According to NASPA, the award honors an individual who has demonstrated a lifetime commitment to research and scholarship that addresses important and substantial issues and has had a significant or transformative effect on higher education and student affairs practice in a national or international context. The pool of nominees for the national awards includes regional winners and represents the best of the best in student affairs administration.

“All of her work is framed by a commitment to social justice, and much of it has focused on populations long-neglected by other scholars—specifically college-going women, LGBT populations and students with disabilities,” wrote Ezekiel Kimball, assistant professor of higher education at the University of Massachusetts, in his nomination letter for Vaccaro.

Vaccaro, 44, is certainly young for a lifetime achievement award, but the honor recognizes the sheer number and influence of her publications as well as her involvement with a variety of social justice programs at URI, including LGBT Fellows, Women’s Leadership Initiative, the Equity Council, President’s LGBTQ Commission and Academic Affairs Diversity Task Force.

Vaccaro, who was honored and surprised to learn of her selection, said she is simply committed to giving a voice to marginalized students through rigorous scholarship that can bring positive change to higher education policies and programs. “Students have a complicated view of their lives that scholarship has not caught up with.
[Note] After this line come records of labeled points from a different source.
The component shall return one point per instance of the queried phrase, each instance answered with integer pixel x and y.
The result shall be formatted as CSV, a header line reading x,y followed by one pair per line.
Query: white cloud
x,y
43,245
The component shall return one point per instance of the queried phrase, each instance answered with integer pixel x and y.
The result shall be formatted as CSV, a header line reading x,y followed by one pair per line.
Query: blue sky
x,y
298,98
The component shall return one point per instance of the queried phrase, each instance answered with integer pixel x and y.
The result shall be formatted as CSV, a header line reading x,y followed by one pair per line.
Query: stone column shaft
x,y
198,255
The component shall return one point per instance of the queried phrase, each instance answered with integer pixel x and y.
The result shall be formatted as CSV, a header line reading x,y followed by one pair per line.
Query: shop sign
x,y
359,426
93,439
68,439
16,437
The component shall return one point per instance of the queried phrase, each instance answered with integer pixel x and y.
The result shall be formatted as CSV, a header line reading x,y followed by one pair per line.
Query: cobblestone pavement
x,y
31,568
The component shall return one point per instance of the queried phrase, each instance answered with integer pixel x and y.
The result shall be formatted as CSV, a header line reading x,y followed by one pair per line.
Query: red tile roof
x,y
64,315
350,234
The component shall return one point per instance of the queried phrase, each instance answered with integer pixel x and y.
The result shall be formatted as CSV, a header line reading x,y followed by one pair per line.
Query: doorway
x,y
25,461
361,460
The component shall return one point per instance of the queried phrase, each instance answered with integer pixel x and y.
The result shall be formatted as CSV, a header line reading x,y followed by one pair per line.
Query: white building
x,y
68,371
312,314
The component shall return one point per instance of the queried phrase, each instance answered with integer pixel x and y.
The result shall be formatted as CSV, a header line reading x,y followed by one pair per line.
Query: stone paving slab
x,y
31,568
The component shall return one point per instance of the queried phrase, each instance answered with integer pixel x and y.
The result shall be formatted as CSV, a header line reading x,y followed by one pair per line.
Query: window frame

We are just acquiring the language to convey some really complicated realities,” she said.

Vaccaro spends hours interviewing students about their lives in and out of the classroom and analyzing their disparate stories to identify common themes. She then distills her findings into data that have real human experiences behind them, giving them power. “I honor the fact that students have much knowledge to share,” she said.

Vaccaro, who is the co-author of three books, 25 journal articles, 18 book chapters and several other publications, will be honored in March at the 2017 NASPA Annual Conference in San Antonio, Texas.